Michael Keegan, head of the liberal People for the American Way, said the choice of Sotomayor shows that Obama is doing “exactly what he promised in last year’s election—to select a person who has demonstrated an abiding commitment to core constitutional values of justice, opportunity, and equality under the law. He has named someone who understands the impact that the law has on the everyday lives of ordinary Americans.”
Sotomayor’s nomination is likely to draw attention to the divisive issue of affirmative action, due to a ruling she joined last year against white New Haven firefighters who complained that their rights were violated on a promotion test that was withdrawn after African-American candidates did poorly on it. The case caused a bitter divide among 2nd Circuit judges and is set to be argued before the Supreme Court this term.

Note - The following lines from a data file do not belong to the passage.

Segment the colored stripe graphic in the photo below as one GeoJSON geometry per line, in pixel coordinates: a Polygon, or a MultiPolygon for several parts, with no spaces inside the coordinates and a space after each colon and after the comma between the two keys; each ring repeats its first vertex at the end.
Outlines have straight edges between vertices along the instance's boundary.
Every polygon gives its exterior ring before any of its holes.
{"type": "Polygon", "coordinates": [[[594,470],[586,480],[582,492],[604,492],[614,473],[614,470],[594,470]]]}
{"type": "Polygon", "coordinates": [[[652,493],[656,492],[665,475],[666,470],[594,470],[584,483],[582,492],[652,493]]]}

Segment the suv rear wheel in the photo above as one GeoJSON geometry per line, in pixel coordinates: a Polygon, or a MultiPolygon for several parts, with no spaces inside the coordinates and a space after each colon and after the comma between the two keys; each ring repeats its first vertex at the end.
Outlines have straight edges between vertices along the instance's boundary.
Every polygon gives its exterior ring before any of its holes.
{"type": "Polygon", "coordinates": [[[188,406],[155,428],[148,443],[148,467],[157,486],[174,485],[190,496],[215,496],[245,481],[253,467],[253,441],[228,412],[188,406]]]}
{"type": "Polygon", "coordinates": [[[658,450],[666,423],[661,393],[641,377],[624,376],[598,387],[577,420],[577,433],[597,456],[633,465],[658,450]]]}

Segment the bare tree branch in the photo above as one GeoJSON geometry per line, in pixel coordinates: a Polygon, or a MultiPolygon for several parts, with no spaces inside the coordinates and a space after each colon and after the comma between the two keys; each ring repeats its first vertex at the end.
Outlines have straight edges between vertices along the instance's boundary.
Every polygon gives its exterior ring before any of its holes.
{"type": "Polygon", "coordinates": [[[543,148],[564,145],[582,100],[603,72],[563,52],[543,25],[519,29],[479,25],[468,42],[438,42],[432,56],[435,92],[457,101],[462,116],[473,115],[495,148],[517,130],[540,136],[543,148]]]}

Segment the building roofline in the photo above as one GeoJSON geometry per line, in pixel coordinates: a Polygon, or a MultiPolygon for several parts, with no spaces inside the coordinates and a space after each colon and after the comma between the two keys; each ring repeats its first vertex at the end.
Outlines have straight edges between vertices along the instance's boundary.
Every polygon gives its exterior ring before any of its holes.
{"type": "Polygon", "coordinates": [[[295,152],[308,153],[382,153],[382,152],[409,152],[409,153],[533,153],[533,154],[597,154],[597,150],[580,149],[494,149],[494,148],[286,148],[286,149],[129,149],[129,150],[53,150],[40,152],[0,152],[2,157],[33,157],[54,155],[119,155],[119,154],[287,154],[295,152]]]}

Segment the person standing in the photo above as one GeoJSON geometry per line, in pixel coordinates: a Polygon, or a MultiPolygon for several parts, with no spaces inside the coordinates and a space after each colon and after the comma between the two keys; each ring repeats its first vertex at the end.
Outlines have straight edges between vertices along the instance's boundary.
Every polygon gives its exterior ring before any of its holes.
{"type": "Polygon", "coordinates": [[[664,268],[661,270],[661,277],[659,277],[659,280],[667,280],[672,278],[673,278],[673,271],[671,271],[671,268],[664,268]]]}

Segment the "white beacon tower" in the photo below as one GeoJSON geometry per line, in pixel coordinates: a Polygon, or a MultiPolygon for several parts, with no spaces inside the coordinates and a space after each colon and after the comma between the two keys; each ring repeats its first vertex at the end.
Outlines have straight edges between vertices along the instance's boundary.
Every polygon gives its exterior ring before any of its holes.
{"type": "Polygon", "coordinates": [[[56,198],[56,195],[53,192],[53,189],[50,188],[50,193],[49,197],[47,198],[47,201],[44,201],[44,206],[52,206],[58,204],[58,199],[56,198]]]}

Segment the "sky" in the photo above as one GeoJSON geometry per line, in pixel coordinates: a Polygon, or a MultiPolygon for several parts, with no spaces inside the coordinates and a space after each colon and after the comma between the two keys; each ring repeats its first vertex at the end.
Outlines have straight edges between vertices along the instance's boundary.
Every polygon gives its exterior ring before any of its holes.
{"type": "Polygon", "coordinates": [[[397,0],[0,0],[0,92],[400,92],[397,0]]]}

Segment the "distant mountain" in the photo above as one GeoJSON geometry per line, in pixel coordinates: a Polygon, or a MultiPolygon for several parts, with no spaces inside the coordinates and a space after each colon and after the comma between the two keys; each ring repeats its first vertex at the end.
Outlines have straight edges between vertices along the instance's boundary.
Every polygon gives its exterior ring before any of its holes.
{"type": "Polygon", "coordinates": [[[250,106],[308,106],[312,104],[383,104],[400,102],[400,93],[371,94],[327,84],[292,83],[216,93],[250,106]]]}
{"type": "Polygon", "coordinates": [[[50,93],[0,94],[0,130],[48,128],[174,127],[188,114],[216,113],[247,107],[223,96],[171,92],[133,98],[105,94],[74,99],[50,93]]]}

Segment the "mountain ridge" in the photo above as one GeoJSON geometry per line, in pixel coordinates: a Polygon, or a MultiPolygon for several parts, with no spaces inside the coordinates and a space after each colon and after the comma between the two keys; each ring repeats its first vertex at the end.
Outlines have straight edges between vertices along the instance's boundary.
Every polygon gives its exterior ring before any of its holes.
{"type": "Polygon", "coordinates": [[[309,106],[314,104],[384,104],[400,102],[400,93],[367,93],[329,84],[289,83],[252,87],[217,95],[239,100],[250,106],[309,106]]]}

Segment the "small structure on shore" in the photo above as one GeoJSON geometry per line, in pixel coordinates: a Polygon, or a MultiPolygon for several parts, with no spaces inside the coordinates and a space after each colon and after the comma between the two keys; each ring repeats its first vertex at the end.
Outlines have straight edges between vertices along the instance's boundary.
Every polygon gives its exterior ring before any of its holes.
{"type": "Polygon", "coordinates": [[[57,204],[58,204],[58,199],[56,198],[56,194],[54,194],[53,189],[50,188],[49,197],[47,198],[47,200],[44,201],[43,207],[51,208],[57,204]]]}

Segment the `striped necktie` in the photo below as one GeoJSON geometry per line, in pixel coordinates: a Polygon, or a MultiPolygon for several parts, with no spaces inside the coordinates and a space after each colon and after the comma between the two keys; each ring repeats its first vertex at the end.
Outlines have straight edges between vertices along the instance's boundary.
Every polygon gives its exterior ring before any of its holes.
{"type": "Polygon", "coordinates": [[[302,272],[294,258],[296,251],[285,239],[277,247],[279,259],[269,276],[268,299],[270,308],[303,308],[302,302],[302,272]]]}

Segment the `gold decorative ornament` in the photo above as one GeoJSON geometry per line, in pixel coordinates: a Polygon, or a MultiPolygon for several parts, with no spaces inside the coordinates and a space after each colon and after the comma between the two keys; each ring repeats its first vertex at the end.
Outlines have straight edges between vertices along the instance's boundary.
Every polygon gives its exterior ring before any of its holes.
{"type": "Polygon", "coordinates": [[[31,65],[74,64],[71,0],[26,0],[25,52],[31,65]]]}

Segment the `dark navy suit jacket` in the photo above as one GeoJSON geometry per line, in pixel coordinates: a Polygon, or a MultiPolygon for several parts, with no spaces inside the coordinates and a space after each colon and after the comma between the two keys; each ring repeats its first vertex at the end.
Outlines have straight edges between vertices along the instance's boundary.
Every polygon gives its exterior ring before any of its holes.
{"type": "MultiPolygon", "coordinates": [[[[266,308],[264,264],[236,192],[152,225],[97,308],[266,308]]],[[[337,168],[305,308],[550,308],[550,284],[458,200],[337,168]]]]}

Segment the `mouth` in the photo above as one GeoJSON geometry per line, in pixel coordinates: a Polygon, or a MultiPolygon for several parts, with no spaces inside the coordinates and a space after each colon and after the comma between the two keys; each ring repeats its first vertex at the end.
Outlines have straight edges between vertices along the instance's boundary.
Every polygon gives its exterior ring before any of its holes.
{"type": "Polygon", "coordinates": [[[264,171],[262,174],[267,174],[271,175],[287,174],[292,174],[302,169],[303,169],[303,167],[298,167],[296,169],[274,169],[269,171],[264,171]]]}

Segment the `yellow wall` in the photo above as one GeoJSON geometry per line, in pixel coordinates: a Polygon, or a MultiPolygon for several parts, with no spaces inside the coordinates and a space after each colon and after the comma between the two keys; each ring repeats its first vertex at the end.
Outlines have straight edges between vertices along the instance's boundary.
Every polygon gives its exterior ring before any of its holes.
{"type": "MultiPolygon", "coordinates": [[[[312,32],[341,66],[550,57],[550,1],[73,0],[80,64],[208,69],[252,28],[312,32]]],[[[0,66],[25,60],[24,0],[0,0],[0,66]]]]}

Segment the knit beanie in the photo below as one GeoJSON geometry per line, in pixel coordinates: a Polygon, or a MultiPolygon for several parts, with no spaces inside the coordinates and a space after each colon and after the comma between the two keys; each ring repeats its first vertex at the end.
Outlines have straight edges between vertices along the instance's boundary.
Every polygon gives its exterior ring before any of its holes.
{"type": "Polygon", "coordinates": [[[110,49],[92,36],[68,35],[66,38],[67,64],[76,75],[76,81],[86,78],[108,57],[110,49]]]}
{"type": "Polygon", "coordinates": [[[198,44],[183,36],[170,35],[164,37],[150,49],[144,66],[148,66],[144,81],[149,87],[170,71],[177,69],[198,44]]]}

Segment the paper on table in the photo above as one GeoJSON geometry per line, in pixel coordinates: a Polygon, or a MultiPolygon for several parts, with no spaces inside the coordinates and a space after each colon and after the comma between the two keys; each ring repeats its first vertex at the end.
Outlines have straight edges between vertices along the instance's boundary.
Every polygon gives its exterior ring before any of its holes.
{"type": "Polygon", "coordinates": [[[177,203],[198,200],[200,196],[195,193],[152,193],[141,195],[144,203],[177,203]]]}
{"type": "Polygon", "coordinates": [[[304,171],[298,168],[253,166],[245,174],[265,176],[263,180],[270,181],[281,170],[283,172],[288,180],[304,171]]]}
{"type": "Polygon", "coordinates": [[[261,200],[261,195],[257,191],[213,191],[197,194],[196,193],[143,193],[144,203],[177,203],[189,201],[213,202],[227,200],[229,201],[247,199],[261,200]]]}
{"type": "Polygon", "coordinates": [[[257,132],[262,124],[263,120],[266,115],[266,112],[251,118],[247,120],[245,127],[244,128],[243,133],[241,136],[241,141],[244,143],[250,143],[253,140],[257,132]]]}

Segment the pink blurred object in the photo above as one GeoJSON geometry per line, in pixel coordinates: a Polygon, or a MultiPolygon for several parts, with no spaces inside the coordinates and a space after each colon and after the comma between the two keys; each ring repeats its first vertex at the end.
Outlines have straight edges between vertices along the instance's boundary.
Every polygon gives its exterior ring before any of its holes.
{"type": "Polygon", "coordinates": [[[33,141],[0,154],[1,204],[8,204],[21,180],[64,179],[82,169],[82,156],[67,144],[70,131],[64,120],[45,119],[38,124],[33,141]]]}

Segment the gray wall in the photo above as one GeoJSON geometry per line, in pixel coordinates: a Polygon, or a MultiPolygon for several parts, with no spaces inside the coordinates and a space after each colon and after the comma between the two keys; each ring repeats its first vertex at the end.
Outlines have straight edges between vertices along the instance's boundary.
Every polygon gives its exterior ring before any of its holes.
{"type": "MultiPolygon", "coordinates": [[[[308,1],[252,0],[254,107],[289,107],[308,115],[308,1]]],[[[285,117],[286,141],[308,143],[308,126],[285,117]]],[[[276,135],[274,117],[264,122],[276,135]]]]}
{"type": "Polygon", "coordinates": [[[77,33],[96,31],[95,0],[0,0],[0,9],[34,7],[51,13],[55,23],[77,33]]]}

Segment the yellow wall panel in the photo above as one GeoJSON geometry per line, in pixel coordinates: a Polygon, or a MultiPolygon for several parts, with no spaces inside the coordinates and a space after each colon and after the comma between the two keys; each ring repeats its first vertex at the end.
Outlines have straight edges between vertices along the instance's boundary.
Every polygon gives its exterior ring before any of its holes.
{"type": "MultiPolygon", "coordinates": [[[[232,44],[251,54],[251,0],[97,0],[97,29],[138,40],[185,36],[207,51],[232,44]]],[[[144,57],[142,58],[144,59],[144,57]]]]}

Obama’s decision to pick a nominee who bring affirmative action to the fore is a curious one since he has raised questions about the practice, at least in some cases.
When Sotomayor’s named was widely floated in recently weeks as one of the leading contenders for the court, some legal commentators opined that her opinions did not have great intellectual heft and that she was unlikely to fulfill the role of a judicial powerhouse who could win over moderate judges by the weight of her argument. Many of the critics were anonymous lawyers who had handled cases before her.
However, a group of former clerk and other attorneys quickly rose to her defense, saying that she is a top-caliber jurist.
Some scholars contend that the first Hispanic on the Supreme Court was actually Justice Benjamin Cardozo, whose served on the court from 1932 to 1938 after being nominated by President Herbert oover. Cardozo was of Portuguese descent.